Reversible Reactions
34. Note that most chemical reactions in the body are reversible because they
are performed by special molecules called enzymes.
INORGANIC COMPOUNDS AND SOLUTIONS
35. Distinguish between inorganic and organic compounds.
Water
36. Explain the importance of water in living systems.
Water as a Solvent
37. Explain the properties of water that make it an excellent solvent.
Water in Chemical Reactions
38. Distinguish between hydrolysis and dehydration synthesis.
High Heat Capacity of Water
39. Explain the reason for the high heat capacity of water.
40. Discuss the high heat of vaporization of water.
Cohesion of Water Molecules
41. Explain how the cohesion of water molecules creates a high surface tension
and what that means to the body.
Water as a Lubricant
42. Describe the lubricating effects of water in the body.
Solutions, Colloids, and Suspensions
43. Distinguish among mixtures, solutions, colloids, and suspensions.
44. Explain the terms used to designate the constituents of a solution.

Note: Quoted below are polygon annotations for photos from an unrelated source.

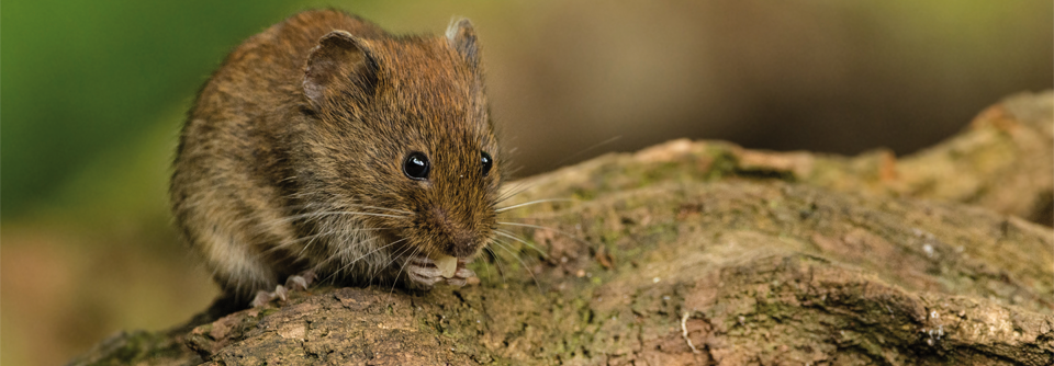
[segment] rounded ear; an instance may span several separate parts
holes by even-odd
[[[458,50],[461,57],[473,68],[480,67],[480,48],[475,42],[475,31],[468,19],[455,19],[447,27],[447,42]]]
[[[327,91],[341,87],[371,96],[377,87],[377,61],[358,37],[345,31],[329,32],[307,56],[303,87],[316,111],[325,104]]]

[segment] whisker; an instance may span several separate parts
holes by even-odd
[[[494,241],[494,243],[498,244],[497,241]],[[494,253],[490,248],[483,247],[483,249],[485,249],[487,253],[491,253],[491,258],[494,259],[494,265],[497,267],[497,274],[502,276],[502,284],[507,285],[508,282],[505,281],[505,270],[502,268],[502,260],[497,256],[497,253]]]
[[[574,159],[575,157],[582,156],[583,153],[586,153],[586,152],[588,152],[590,150],[596,149],[596,148],[602,147],[602,146],[604,146],[604,145],[615,142],[615,141],[617,141],[617,140],[620,139],[620,138],[623,138],[621,135],[612,137],[612,138],[609,138],[609,139],[603,140],[603,141],[597,142],[597,144],[594,144],[594,145],[591,146],[591,147],[587,147],[587,148],[585,148],[585,149],[583,149],[583,150],[581,150],[581,151],[579,151],[579,152],[572,153],[571,156],[569,156],[569,157],[567,157],[567,158],[563,158],[563,160],[557,161],[556,163],[552,164],[552,167],[553,167],[553,168],[554,168],[554,167],[560,167],[560,164],[562,164],[562,163],[564,163],[564,162],[568,162],[569,160]]]
[[[501,230],[501,229],[494,230],[494,232],[497,233],[497,235],[500,235],[500,236],[503,236],[503,237],[505,237],[505,238],[513,239],[513,240],[516,240],[516,241],[518,241],[518,242],[522,242],[522,243],[524,243],[524,245],[530,247],[530,249],[534,249],[536,252],[538,252],[539,254],[541,254],[541,256],[543,256],[543,258],[546,258],[546,259],[549,258],[549,254],[546,254],[546,252],[542,252],[540,249],[538,249],[538,247],[535,247],[534,244],[527,242],[526,240],[523,240],[523,239],[520,239],[520,238],[517,238],[517,237],[514,236],[512,232],[508,232],[508,231],[505,231],[505,230]]]
[[[407,247],[407,248],[410,248],[410,247]],[[399,266],[399,272],[395,273],[395,279],[392,281],[392,288],[390,288],[390,289],[388,290],[389,300],[391,300],[392,294],[395,293],[395,284],[399,283],[399,276],[400,276],[401,274],[403,274],[403,270],[406,270],[406,266],[410,264],[410,260],[408,260],[408,259],[412,259],[412,258],[414,258],[414,256],[417,256],[417,253],[419,253],[419,252],[421,252],[421,247],[414,248],[414,252],[413,252],[413,253],[410,253],[410,256],[406,256],[407,260],[403,261],[403,265]],[[407,273],[406,276],[408,277],[410,274]],[[407,278],[407,281],[410,281],[410,279]]]
[[[498,248],[505,250],[506,252],[508,252],[509,255],[512,255],[517,261],[519,261],[519,264],[524,266],[524,271],[527,271],[527,274],[530,275],[530,278],[535,281],[535,286],[538,286],[538,288],[541,288],[541,284],[538,283],[538,277],[535,277],[535,272],[530,271],[530,267],[527,266],[527,263],[525,263],[524,260],[519,258],[519,255],[516,255],[516,253],[514,253],[512,250],[507,248],[507,244],[501,241],[495,240],[494,243],[496,243]]]
[[[518,205],[512,205],[512,206],[507,206],[507,207],[502,207],[502,208],[495,209],[494,211],[495,211],[495,213],[504,213],[504,211],[507,211],[507,210],[509,210],[509,209],[519,208],[519,207],[524,207],[524,206],[530,206],[530,205],[540,204],[540,203],[546,203],[546,202],[571,202],[571,201],[572,201],[572,199],[569,199],[569,198],[536,199],[536,201],[531,201],[531,202],[528,202],[528,203],[523,203],[523,204],[518,204]]]

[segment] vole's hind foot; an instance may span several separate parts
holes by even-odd
[[[285,301],[289,299],[289,291],[306,290],[307,286],[311,286],[311,284],[314,282],[314,271],[304,271],[299,275],[289,276],[289,278],[285,278],[285,285],[274,286],[273,291],[265,291],[262,289],[256,291],[256,297],[253,298],[253,302],[250,302],[250,305],[254,308],[258,308],[271,302],[271,300],[276,298]]]

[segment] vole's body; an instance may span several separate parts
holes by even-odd
[[[479,57],[468,21],[395,37],[338,11],[247,39],[183,127],[170,188],[183,237],[242,298],[305,272],[463,283],[502,180]],[[415,152],[424,179],[404,167]],[[428,260],[446,255],[452,278]]]

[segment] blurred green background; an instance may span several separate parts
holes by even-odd
[[[1049,0],[3,1],[0,363],[209,304],[167,211],[181,119],[231,48],[319,7],[395,33],[472,19],[520,175],[676,137],[905,155],[1054,79]]]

45. Describe how solutions are expressed by percent and in units of moles per
liter.
Inorganic Acids, Bases, and Salts
46. Indicate the general properties of acids, bases, and salts, as well as how they
are related in chemical reactions.
Acid-Base Balance: The Concept of pH
47. Define pH in terms of hydrogen and base (hydroxide) ion concentration
relative to water.
Maintaining pH: Buffer Systems
48. Define a buffer in terms of its ability to prevent large changes in [H+] due to
strong acids and bases, in addition to the general mechanism.
49. Use carbonic acid as an example of the response of a buffer to the addition of
H+ or base (OH-) to show the overall [H+] does not change.
ORGANIC COMPOUNDS
Carbon and Its Functional Groups
50. List the properties of carbon that make it particularly useful to living
organisms.
51. Describe the functional groups of organic compounds.

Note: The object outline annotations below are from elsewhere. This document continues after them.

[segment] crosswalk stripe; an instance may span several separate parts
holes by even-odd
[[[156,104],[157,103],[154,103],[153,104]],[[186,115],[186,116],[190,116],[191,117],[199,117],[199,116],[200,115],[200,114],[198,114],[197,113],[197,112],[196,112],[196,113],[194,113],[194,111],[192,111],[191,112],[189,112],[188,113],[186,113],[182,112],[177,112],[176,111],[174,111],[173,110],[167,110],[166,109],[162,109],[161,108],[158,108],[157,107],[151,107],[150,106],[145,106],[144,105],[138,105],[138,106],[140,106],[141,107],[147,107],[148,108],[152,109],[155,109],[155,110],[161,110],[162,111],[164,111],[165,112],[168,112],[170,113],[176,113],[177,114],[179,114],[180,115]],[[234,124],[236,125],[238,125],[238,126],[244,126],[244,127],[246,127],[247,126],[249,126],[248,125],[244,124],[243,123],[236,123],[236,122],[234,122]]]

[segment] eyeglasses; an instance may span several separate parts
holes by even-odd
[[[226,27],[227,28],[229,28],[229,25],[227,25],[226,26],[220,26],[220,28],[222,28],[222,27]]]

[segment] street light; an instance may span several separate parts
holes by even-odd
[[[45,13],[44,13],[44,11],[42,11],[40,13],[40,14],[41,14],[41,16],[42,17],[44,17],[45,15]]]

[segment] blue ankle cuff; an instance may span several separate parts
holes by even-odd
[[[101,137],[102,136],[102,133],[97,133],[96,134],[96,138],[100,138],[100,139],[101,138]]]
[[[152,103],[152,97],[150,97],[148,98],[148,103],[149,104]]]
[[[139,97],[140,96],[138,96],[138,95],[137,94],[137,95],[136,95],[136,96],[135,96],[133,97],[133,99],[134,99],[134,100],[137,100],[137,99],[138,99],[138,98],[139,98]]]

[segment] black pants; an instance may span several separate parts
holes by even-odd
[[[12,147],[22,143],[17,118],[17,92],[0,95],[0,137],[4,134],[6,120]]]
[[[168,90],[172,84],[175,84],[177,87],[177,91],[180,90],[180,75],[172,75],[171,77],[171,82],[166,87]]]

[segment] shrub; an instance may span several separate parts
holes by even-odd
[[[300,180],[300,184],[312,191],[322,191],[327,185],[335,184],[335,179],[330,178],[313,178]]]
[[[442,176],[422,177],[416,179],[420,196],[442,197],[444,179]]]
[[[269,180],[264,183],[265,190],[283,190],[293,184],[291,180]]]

52. Discuss the fact that many organic molecules are macromolecules which are
polymers formed by linking together monomers.
Carbohydrates
53. List the major forms of carbohydrates (sugars, starches, glycogen, and
cellulose), and describe their functions.

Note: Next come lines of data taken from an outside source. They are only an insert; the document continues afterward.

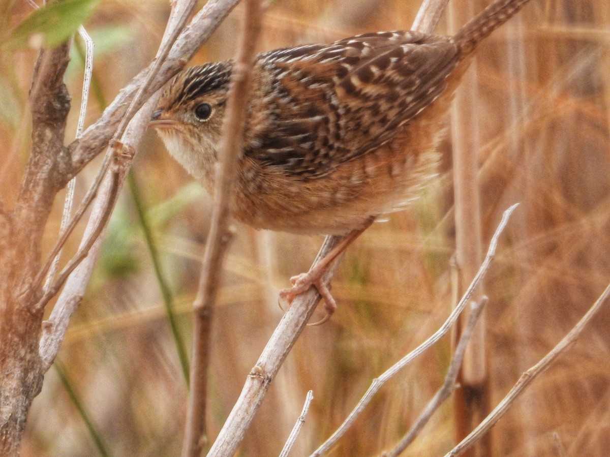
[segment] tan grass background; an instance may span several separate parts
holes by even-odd
[[[455,0],[480,10],[485,2]],[[264,49],[326,41],[358,32],[408,28],[412,0],[280,0],[265,20]],[[15,21],[29,7],[12,11]],[[87,29],[96,43],[97,96],[90,120],[153,56],[165,2],[103,0]],[[238,7],[196,61],[232,57]],[[461,17],[463,13],[460,14]],[[439,32],[449,30],[442,23]],[[486,279],[492,403],[549,350],[610,282],[610,4],[607,0],[532,0],[481,46],[467,107],[478,120],[461,136],[478,144],[484,239],[501,212],[521,205]],[[0,188],[10,203],[27,161],[27,93],[35,52],[4,56],[0,84]],[[68,82],[80,101],[82,63]],[[196,63],[196,62],[193,62]],[[73,109],[68,135],[77,113]],[[334,282],[339,309],[309,328],[274,381],[240,455],[277,455],[306,392],[314,400],[293,455],[306,455],[342,422],[373,378],[431,334],[451,303],[454,250],[450,136],[439,177],[408,211],[376,223],[350,248]],[[478,142],[475,141],[478,139]],[[77,195],[94,176],[79,177]],[[193,298],[210,201],[151,132],[134,170],[162,268],[190,341]],[[48,225],[57,232],[62,203]],[[277,292],[306,270],[321,238],[257,232],[235,225],[214,323],[209,434],[214,438],[281,315]],[[68,248],[74,250],[76,242]],[[113,456],[178,455],[187,395],[159,285],[123,191],[89,291],[60,353],[88,417]],[[322,312],[321,311],[321,312]],[[606,456],[610,449],[610,311],[544,373],[493,430],[497,456]],[[443,340],[386,386],[334,450],[389,448],[442,383]],[[451,403],[406,456],[442,455],[452,446]],[[27,424],[24,456],[99,453],[54,370]]]

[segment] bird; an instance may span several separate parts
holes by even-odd
[[[436,175],[445,115],[477,45],[529,0],[496,0],[452,36],[365,33],[258,54],[230,212],[257,229],[344,235],[280,292],[311,286],[327,316],[325,271],[371,222],[400,211]],[[151,126],[210,193],[234,63],[188,68],[166,86]]]

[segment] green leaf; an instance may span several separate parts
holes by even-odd
[[[26,48],[33,37],[40,35],[46,48],[66,41],[92,15],[99,0],[59,0],[30,15],[9,35],[4,45]]]

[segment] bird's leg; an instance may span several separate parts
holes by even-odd
[[[348,233],[338,245],[331,250],[328,254],[313,265],[309,272],[292,276],[290,278],[290,282],[293,286],[290,289],[285,289],[280,291],[280,300],[290,305],[296,295],[305,292],[313,286],[318,289],[320,295],[324,299],[324,308],[328,313],[327,317],[321,321],[320,323],[326,322],[328,318],[330,317],[337,309],[337,302],[335,301],[335,299],[331,295],[330,290],[325,284],[324,275],[328,271],[332,262],[345,252],[348,246],[360,236],[362,232],[368,228],[373,220],[374,218],[371,218],[362,228],[352,230]]]

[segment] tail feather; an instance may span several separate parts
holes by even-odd
[[[469,54],[481,40],[512,17],[529,0],[497,0],[462,27],[451,38],[461,57]]]

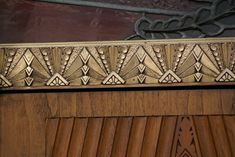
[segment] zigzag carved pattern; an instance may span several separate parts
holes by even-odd
[[[232,40],[0,45],[0,74],[16,88],[232,83]]]

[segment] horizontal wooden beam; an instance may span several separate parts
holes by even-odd
[[[0,44],[1,90],[235,85],[235,38]]]

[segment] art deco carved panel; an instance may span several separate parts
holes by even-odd
[[[234,38],[0,45],[5,89],[231,85],[234,66]]]

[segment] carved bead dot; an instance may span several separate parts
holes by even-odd
[[[65,56],[65,60],[66,60],[66,61],[69,60],[69,55],[66,55],[66,56]]]
[[[15,55],[15,52],[14,51],[11,51],[10,52],[10,56],[14,56]]]
[[[8,62],[12,62],[12,58],[8,58],[8,60],[7,60]]]
[[[216,51],[216,50],[217,50],[217,47],[216,47],[215,45],[211,45],[211,49],[212,49],[213,51]]]
[[[162,57],[161,53],[158,53],[158,54],[157,54],[157,57],[158,57],[158,58]]]
[[[101,59],[105,59],[105,55],[101,55]]]
[[[48,60],[49,60],[48,56],[45,56],[45,57],[44,57],[44,60],[45,60],[45,61],[48,61]]]
[[[182,56],[182,54],[181,54],[181,53],[178,53],[178,54],[177,54],[177,57],[181,57],[181,56]]]
[[[181,45],[181,46],[179,47],[179,51],[180,51],[180,52],[184,51],[184,46],[183,46],[183,45]]]
[[[126,57],[125,55],[121,55],[121,59],[125,59],[125,57]]]
[[[103,51],[103,50],[100,50],[100,51],[99,51],[99,54],[101,54],[101,55],[104,54],[104,51]]]
[[[159,47],[154,47],[154,50],[155,50],[155,52],[159,53],[161,49]]]
[[[72,51],[70,51],[70,50],[69,50],[69,51],[66,51],[66,54],[67,54],[67,55],[70,55],[71,53],[72,53]]]
[[[219,55],[219,53],[218,52],[214,52],[214,56],[218,56]]]
[[[43,56],[46,56],[46,55],[47,55],[47,52],[45,52],[45,51],[42,52],[42,55],[43,55]]]

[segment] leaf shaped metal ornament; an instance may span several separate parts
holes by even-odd
[[[152,20],[144,15],[135,23],[136,35],[141,39],[214,37],[225,30],[235,29],[233,0],[191,0],[205,5],[195,12],[168,20]]]

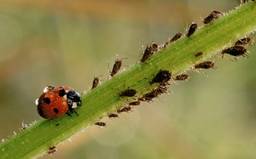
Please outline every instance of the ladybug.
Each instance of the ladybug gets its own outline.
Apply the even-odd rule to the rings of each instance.
[[[67,86],[46,86],[36,100],[38,114],[45,119],[57,118],[64,114],[71,116],[75,108],[82,105],[80,94]]]

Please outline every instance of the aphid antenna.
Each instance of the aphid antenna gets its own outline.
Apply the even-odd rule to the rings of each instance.
[[[148,43],[147,43],[147,47],[148,46]],[[141,44],[140,43],[139,43],[139,47],[141,47],[142,48],[139,48],[139,55],[138,55],[138,58],[137,58],[137,64],[141,60],[141,59],[143,58],[143,52],[144,52],[144,50],[145,50],[145,48],[144,48],[144,45],[143,45],[143,44]]]
[[[108,80],[109,79],[109,78],[111,78],[112,77],[110,76],[110,71],[109,71],[109,60],[108,61]]]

54. Discuss the general rule for carbohydrates in that there is one carbon atom
for each water molecule.
Monosaccharides and Disaccharides: The Simple Sugars
55. Discuss what is meant by a simple sugar.
56. Discuss how a disaccharide is formed.
57. Explain the disorder lactose intolerance
Polysaccharides
58. Discuss the role of glycogen in the body.
Lipids
59. Discuss the chemical makeup and properties of lipids.
Triglycerides
60. Discuss the properties of triglycerides.
61. Distinguish among saturated, monounsaturated, and polyunsaturated fats.
62. State the importance of Essential Fatty Acids EFA’s/
Phospholipids
63. Describe the structure of phosphlipids.
Steroids
64. Describe the structure of steroids.
65. Discuss the role of cholesterol in steroid functioning.
66. Discuss the role of saturated fats and cholesterol in atherosclerosis
Other Lipids
67. Describe the structure and function of eicosanoids.
68. List other types of lipids.
Proteins
69. List and discuss the functional protein groups in the body.
Amino Acids and Polypeptides
70. Describe the basic amino acid structure and how amino acids are joined to
form polypeptides.
Levels of Structural Organization in Proteins
71. Describe how a chain of amino acids interacts with itself to produce the four
levels of structural organization and provide examples of where these are
seen in anatomy.
Enzymes
72. Discuss the naming of enzymes.
73. Describe the properties of enzymes.
74. Describe the general operation of enzymes in terms of catalysis and the
conditions needed to execute essential chemical reactions of metabolism.
75. Discuss galactosemia in terms of enzyme activity.
Nucleic Acids: Deoxyribonucleic Acid (DNA) and Ribonucleic Acid (RNA)
76. Note the two general types of nucleic acids and their role in heredity and
protein production.
77. Discuss the structure of the four nitrogen bases and their interaction in the
structure of the double helix.
78. Discuss the technique of DNA fingerprinting.
79. Discuss the differences between DNA and RNA.
Adenosine Triphosphate
80. Discuss the structure and function of ATP.
81. Briefly discuss the phases of cellular respiration.